What can I do to help prevent antibiotic resistance?
The following are some key things everyone can do to help prevent antibiotic resistance:
- Preventing infections and their spread helps stop antibiotic resistance by reducing the need for antibiotics - regularly wash your hands and keep up to date with vaccinations. Remember the 3C's when cooking at home: Clean, Cook, Chill to prevent you and your family from getting food poisoning.
- If a health professional says you don’t need antibiotics, ask them about other ways to relieve your symptoms.
- If antibiotics are prescribed for you, follow your health professional’s advice on when and how to take them.
- Only take antibiotics if they are prescribed for you, don’t use or share leftover antibiotics.
- Bring any unused antibiotics back to your pharmacy so they are disposed of safely.
For more information refer to the Ministry of Health website www.health.govt.nz/antibioticresistance.
What is the risk of keeping antibiotics for taking at
a later date?
Antibiotics should only be used when advised by a health professional for your current illness. This is for many reasons, including:
- not all infections are caused by bacteria, so antibiotics may not be effective for your next illness.
- different infections may need different treatment regimens, even though you might have similar symptoms.
- if your condition is caused by a bacteria, to treat it effectively you need to get the right antibiotic, at the right dose, for the right duration.
Using antibiotics when they are not needed or taking the wrong antibiotic exposes bacteria to antibiotics unnecessarily, which encourages antibiotic resistance.
Another thing to keep in mind is that just like food, antibiotics go off. Keeping leftover antibiotics may lead you to take expired medications, which means they may not work when you need them or may even make you feel more ill. Liquid antibiotics often require refrigeration and expire quickly; other antibiotics may not be labelled with a specific expiry date.
What is the risk of sharing antibiotics with others?
The antibiotics you were prescribed may not work for your family member, friend or neighbour’s illness. They might:
- not need antibiotics at all
- need a different dose or type of antibiotic
- have an allergy, another condition or be taking other medications that means your antibiotics are not suitable.
What is the risk of putting antibiotics down the toilet or sink?
There is a risk that antibiotics poured down the sink or flushed down the toilet may pass through treatment systems and enter rivers, lakes and even drinking water supplies.

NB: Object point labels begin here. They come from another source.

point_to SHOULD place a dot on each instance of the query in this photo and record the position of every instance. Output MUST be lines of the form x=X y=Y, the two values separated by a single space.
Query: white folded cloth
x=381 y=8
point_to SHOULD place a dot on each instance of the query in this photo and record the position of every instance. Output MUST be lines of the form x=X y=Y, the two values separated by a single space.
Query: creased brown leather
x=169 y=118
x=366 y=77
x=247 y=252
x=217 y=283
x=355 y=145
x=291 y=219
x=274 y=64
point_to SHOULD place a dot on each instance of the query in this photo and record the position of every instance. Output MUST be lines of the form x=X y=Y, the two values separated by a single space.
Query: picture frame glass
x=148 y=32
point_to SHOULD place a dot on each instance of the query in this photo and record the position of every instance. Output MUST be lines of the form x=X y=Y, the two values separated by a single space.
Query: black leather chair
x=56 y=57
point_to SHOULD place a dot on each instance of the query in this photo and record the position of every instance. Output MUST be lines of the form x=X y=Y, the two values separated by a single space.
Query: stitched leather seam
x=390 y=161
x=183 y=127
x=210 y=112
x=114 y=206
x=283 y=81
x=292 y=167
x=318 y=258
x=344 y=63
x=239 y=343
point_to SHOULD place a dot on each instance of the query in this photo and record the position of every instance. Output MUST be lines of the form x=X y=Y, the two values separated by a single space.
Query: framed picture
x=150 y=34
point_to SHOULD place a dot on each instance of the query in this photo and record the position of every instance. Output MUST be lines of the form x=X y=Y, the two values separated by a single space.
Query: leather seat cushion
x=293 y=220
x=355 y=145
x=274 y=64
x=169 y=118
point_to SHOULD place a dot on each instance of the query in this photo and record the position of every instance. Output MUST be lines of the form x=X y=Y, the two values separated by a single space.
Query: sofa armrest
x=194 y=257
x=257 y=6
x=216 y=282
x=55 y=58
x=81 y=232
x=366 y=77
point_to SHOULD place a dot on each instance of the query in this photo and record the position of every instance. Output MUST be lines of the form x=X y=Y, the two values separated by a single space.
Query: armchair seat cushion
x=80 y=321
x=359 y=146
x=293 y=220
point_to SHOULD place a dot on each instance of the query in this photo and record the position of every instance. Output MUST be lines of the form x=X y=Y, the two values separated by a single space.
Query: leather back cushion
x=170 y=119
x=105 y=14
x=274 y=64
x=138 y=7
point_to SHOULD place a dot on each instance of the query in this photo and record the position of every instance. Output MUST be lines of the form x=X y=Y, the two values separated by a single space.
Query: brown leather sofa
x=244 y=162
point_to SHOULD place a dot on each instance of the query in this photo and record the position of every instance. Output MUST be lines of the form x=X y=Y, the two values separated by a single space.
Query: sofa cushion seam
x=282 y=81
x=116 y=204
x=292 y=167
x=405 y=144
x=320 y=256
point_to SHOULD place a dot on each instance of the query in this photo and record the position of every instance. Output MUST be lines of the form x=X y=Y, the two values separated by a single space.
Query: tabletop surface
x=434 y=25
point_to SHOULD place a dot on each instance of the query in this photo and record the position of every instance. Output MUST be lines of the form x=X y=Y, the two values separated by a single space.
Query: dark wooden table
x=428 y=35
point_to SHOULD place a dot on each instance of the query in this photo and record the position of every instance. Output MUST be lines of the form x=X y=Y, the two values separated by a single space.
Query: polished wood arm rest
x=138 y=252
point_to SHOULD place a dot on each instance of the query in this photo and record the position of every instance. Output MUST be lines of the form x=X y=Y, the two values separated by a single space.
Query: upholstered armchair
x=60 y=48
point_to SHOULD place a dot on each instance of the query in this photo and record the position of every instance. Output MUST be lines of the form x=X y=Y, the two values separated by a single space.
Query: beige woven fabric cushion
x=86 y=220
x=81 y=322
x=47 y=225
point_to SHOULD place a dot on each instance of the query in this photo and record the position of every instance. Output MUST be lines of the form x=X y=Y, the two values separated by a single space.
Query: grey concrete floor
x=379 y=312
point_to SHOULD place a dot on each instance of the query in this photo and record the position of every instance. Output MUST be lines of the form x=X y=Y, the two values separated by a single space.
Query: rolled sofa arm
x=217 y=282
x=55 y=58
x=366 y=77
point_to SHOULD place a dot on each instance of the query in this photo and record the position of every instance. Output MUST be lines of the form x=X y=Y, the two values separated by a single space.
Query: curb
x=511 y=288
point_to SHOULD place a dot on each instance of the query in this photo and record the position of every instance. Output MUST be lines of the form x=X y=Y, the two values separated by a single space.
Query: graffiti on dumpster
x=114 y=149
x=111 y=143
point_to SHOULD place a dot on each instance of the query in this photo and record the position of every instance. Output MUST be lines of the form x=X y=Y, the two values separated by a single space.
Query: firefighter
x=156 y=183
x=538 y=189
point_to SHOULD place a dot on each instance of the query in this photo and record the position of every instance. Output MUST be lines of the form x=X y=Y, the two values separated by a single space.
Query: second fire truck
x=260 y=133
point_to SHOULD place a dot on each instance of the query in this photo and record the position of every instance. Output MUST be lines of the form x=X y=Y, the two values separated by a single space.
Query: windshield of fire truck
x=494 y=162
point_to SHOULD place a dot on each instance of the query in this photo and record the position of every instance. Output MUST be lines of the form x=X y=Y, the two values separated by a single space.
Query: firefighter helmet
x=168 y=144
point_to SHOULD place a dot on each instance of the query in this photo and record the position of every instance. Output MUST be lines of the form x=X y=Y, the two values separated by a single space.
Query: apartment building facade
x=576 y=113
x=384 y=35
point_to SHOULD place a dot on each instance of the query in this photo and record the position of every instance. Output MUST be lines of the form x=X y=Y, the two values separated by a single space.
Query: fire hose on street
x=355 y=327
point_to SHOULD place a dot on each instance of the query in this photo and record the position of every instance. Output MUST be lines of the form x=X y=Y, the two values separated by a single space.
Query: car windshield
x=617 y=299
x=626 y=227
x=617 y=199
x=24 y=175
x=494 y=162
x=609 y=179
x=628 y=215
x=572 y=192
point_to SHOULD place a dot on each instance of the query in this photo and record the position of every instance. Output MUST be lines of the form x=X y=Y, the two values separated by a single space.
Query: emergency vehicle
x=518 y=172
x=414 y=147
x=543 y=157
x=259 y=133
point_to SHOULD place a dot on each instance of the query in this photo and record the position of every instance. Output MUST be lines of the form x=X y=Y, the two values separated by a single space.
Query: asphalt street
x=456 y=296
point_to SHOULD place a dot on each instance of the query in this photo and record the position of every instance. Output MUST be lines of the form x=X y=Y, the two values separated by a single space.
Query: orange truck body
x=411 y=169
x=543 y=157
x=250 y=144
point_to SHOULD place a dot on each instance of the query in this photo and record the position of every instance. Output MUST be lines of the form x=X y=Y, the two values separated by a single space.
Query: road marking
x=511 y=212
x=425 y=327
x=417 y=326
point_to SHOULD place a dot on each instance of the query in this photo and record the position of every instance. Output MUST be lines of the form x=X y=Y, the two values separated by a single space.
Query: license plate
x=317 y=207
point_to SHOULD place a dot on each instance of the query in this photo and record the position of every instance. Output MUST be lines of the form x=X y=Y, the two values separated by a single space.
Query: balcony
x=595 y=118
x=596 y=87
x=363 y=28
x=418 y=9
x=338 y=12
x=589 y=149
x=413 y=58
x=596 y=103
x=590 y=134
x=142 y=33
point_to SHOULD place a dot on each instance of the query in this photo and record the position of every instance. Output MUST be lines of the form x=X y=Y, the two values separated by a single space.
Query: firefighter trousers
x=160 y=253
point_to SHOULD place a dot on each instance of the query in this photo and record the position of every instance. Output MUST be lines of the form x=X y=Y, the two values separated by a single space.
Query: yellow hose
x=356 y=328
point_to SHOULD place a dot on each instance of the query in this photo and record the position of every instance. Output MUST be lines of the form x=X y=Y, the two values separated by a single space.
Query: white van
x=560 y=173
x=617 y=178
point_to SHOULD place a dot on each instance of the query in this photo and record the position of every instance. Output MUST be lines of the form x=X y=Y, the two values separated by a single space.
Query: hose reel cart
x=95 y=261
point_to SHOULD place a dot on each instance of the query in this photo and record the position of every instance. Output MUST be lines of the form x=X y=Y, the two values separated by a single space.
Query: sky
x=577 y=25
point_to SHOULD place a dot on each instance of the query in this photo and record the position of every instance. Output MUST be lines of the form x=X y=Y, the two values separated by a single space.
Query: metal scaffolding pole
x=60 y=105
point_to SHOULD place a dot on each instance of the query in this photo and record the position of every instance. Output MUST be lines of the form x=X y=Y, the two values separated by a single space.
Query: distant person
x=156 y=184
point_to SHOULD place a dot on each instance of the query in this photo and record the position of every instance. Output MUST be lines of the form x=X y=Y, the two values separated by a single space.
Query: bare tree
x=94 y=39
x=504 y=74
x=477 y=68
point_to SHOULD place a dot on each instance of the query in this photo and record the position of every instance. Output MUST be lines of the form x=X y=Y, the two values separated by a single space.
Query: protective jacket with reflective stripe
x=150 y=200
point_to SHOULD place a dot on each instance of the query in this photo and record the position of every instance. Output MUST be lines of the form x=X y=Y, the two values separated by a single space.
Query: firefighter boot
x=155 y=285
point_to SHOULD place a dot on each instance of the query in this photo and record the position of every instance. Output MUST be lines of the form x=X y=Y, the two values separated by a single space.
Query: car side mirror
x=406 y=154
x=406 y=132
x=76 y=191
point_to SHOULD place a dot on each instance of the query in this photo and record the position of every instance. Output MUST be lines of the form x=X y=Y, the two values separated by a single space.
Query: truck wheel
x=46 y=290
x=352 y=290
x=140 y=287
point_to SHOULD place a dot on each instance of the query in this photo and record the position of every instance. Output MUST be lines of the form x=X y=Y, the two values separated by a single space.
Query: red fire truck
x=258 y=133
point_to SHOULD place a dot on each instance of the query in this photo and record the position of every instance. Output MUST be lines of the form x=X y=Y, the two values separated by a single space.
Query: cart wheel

In homes that use septic tanks, antibiotics flushed down the toilet could leach into the ground and seep into ground water. Antibiotics that get into the environment may drive bacteria to become more resistant. Appropriate disposal of antibiotics by the pharmacy minimises this risk.
Do I really need to take all my antibiotics?
Often you will feel better before your course of antibiotics is finished and more studies are showing that shorter courses of antibiotics are just as effective as longer courses. However, treatment guidelines are being updated with this new information so your health professional will be taking this into account when they decide your treatment. For some infections it is important to take antibiotics for a while after you feel better to make sure the infection is gone, so it is always best to complete your antibiotics as advised.